Vain hope. It never attains the seriousness of The Andromeda Strain, even, let alone its obvious forebear, Mary Shelley's Frankenstein. Naming the chief scientist "Victor" was a cute, bad idea, although the character is played well by Jeremy Childs. Our Dr. Victor, alas for him and even more so for the film, is hiding the existence of some missteps on his scientific trail that will return to haunt everyone concerned in full-blown horror-movie fashion. The protestors who rise up against the scientists for dabbling in cloning in the first place, because of concerns about dangers in execution / bioethics issues /researcher hubris (take your pick), have no idea, really.

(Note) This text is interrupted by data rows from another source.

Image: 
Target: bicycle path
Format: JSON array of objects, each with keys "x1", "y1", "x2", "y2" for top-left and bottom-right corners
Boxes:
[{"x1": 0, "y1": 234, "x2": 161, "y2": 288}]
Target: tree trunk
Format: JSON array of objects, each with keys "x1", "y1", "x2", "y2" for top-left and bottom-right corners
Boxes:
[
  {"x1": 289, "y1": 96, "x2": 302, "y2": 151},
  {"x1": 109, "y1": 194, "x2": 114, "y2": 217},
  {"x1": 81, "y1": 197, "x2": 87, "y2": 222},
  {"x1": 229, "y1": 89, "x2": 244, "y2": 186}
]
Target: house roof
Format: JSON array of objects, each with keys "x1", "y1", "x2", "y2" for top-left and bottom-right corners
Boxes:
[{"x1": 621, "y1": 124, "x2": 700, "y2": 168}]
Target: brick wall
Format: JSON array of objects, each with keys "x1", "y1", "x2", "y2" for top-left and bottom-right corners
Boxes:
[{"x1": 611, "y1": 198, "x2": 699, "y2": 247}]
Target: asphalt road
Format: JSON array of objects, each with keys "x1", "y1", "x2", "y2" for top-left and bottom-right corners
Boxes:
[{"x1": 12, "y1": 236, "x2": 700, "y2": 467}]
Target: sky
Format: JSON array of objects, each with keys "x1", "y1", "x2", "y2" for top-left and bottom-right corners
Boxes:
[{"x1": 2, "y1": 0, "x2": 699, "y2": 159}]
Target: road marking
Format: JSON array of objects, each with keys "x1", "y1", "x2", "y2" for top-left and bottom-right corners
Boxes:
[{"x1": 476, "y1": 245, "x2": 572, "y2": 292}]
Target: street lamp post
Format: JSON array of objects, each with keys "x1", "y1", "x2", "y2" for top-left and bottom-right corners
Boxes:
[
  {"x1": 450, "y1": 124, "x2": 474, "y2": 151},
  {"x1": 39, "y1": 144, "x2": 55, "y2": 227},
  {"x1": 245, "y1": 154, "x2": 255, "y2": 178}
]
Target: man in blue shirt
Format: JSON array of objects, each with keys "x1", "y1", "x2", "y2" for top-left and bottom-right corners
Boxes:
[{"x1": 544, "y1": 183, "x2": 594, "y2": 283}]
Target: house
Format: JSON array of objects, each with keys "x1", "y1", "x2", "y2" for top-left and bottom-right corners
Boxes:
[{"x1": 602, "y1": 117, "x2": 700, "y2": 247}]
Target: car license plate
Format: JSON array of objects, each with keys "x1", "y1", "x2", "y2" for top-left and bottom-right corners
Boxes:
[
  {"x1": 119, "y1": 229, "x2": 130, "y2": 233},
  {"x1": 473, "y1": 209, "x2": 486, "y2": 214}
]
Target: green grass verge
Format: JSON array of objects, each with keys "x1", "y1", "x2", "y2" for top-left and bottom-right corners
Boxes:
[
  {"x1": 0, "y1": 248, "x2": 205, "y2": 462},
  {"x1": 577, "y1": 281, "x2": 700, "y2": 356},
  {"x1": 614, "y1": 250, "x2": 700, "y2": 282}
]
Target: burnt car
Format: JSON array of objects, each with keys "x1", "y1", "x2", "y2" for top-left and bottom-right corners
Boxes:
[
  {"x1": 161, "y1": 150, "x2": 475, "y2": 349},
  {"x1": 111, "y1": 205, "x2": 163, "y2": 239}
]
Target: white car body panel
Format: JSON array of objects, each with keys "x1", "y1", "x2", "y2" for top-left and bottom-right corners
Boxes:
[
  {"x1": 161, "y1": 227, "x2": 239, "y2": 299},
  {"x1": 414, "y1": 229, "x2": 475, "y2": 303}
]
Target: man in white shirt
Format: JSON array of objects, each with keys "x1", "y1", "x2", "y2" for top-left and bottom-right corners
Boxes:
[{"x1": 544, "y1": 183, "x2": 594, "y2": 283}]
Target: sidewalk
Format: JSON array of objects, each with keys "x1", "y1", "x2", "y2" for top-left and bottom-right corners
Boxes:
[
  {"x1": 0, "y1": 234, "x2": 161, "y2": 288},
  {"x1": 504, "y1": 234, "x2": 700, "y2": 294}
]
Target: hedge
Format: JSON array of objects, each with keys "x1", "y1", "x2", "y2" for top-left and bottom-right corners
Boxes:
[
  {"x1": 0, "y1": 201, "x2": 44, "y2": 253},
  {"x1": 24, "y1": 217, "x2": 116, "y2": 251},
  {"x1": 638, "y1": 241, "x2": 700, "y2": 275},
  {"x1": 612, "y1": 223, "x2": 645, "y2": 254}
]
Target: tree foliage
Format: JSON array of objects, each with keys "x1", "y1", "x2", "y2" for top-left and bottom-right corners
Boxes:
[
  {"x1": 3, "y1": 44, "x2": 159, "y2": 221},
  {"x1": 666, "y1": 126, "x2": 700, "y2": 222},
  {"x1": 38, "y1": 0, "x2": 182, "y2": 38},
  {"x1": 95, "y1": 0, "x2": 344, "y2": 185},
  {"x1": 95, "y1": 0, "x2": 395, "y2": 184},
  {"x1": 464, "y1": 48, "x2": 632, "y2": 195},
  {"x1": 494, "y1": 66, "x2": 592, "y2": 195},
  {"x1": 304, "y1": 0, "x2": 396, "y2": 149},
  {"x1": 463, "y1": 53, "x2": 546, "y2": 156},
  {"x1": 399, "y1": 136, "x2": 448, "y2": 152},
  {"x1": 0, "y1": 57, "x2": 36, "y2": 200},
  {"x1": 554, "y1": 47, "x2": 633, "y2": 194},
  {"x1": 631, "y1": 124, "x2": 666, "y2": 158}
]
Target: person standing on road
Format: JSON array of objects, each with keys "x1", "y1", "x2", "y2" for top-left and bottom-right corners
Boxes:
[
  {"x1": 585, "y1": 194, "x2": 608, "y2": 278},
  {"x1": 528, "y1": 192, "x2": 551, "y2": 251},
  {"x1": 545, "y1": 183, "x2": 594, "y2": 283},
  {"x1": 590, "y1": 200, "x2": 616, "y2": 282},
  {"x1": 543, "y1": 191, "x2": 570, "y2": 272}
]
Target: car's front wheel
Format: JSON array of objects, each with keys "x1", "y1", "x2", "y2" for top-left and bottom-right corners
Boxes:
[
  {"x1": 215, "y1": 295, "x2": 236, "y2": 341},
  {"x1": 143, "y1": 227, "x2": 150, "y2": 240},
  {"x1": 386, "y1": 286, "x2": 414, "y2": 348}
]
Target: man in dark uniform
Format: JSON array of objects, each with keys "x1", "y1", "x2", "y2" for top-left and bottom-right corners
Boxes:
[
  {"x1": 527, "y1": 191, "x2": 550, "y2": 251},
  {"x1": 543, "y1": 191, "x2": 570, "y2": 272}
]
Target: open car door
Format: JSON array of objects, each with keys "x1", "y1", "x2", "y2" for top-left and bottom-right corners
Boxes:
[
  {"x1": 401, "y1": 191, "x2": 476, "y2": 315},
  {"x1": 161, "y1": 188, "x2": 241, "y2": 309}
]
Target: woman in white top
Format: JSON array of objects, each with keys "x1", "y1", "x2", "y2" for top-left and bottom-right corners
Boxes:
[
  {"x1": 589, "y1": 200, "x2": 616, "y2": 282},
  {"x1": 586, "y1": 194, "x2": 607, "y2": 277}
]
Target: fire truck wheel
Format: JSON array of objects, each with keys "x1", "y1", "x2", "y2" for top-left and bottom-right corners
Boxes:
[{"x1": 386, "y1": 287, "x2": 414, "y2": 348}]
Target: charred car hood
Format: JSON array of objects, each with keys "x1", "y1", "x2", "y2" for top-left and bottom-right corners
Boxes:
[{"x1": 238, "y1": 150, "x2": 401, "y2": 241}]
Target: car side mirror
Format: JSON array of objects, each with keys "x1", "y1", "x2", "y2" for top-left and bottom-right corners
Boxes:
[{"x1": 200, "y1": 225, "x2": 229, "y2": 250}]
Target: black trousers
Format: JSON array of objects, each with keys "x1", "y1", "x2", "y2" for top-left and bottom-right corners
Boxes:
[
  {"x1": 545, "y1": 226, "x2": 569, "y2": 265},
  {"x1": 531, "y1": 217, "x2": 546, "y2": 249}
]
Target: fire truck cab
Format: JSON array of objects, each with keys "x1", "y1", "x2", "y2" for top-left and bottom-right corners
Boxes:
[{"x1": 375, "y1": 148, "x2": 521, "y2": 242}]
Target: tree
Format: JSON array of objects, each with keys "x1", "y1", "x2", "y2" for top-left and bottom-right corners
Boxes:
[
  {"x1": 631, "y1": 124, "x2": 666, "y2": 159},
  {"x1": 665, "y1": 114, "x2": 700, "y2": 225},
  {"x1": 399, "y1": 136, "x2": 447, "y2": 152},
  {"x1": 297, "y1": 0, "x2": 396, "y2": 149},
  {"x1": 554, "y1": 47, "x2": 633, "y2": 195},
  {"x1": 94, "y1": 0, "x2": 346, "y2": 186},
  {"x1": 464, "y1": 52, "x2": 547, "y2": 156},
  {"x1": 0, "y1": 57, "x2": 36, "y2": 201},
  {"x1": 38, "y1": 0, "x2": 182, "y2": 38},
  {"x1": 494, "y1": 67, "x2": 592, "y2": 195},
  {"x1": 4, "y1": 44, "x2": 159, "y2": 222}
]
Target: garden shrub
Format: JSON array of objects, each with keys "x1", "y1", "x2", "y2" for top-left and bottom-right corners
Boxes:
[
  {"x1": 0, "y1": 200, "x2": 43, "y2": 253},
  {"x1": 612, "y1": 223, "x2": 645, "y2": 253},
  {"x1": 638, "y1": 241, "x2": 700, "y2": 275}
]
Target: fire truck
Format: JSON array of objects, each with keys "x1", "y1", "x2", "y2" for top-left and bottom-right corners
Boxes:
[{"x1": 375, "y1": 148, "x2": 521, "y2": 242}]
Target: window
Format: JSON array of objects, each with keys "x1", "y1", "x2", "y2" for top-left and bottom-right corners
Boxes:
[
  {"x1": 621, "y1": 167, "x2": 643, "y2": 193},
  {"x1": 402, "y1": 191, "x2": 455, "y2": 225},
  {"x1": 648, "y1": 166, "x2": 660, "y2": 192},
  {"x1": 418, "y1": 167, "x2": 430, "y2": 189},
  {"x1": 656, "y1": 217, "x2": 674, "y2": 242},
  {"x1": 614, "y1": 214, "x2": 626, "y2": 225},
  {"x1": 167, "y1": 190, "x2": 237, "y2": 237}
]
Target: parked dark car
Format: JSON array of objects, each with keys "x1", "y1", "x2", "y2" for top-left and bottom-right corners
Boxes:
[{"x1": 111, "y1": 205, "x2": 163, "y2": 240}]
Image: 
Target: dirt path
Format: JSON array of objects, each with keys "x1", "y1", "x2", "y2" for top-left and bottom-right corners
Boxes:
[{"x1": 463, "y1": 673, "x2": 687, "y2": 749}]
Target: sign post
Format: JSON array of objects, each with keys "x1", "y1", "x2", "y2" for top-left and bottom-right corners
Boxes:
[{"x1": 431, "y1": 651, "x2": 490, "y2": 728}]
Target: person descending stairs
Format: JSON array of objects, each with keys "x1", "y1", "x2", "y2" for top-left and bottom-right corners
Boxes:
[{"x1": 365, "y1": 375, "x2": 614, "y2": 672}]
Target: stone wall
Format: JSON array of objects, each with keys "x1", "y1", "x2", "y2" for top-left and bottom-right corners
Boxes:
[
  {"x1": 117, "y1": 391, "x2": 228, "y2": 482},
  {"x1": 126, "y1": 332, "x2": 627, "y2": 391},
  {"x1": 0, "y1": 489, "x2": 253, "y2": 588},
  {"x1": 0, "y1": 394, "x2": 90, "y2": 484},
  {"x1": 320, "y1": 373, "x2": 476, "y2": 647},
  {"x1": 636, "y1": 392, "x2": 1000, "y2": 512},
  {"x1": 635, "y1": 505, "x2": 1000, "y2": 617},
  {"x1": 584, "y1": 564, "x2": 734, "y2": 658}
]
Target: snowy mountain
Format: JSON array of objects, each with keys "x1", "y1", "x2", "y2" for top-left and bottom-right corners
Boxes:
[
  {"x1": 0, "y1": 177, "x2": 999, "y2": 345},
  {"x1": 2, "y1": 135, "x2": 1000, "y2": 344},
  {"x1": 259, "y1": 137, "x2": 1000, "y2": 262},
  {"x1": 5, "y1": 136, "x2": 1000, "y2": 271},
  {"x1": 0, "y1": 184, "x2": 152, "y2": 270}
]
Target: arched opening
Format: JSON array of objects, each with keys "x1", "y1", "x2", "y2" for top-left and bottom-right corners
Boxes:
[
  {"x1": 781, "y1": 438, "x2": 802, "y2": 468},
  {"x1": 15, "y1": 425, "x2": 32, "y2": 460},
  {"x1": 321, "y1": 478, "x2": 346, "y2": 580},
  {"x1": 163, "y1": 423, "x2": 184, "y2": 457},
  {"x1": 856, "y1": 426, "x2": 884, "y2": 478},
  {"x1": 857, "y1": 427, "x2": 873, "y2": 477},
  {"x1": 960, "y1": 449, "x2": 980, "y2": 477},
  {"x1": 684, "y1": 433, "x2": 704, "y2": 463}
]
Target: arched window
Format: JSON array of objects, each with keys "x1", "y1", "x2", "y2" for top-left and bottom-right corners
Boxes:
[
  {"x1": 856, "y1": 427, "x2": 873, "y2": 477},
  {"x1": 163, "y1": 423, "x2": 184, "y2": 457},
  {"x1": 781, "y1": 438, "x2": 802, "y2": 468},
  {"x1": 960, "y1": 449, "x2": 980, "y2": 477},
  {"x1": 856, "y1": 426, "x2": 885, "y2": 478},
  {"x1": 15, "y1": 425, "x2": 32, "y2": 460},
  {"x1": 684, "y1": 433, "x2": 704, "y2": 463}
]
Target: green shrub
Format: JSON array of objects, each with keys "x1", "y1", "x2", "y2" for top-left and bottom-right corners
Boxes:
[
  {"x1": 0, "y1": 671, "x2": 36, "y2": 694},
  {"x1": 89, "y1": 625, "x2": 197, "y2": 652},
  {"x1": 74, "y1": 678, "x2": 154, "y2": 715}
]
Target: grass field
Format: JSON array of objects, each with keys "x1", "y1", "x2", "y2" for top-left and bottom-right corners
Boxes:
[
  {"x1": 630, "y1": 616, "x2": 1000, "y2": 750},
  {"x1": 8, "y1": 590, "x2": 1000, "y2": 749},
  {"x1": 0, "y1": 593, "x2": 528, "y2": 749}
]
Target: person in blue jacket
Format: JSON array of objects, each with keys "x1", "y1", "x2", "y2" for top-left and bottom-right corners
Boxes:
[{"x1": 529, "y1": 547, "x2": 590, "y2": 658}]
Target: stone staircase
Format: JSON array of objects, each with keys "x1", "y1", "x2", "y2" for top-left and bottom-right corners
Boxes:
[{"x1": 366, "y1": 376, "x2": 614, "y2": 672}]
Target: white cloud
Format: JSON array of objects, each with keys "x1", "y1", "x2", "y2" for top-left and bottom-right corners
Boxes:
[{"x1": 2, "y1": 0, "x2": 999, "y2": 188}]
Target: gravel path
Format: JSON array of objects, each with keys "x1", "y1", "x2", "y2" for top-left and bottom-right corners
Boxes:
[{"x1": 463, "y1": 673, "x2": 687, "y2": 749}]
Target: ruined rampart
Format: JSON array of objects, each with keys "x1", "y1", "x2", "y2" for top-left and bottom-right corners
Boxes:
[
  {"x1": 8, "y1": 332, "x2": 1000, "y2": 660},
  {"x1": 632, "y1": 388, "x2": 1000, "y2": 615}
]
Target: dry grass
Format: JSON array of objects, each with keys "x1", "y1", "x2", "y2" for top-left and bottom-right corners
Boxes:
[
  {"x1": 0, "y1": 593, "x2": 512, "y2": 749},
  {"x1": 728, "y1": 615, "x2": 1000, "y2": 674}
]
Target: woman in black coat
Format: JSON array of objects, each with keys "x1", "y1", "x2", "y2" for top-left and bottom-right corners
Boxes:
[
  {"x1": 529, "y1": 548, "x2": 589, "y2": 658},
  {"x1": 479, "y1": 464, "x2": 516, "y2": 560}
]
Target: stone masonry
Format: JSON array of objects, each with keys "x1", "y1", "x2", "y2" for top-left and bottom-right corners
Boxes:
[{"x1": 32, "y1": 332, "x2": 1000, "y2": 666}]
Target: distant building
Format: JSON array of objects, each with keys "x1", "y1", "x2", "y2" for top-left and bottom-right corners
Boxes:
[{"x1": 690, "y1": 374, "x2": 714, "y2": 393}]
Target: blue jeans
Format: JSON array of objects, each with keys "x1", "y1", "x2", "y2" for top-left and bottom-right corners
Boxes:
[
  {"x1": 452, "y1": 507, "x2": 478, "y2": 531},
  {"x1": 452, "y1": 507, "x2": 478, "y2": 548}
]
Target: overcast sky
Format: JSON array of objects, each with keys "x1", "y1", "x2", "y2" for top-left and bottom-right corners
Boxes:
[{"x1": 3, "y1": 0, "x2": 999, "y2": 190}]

Since Closer to God abandons any pretenses to thoughtfulness or subtlety early on, it is fair to say that it was designed not as a potential succès d'estime but as a "calling card" - a chance to show the Big Money Boys that a director can deliver the Hollywood goods on a small budget. Needless to say, I don't find that as worthy a goal as making a genuinely interesting film, and wanting to continue to do so. To take one example, if a Rian Johnson "graduates" from Brick to Looper to (heaven help us) Star Wars: Episode VIII, the quality going down as his paychecks go up, that is more of interest to his accountant than to film lovers.

But there are good calling cards and bad calling cards, and if Closer to God really worked as a genre piece, I'd be happy to point that out. It doesn't, though. I can't say how it doesn't without giving away too much plot, but the third-act borrowings will be pretty obvious to a seasoned movie buff. The proceedings never become boring, and the film remains watchable till the end, but that is kind of low praise. A calling-card-type film should knock your socks off in the manner of Steven Spielberg's Duel. Otherwise, why bother?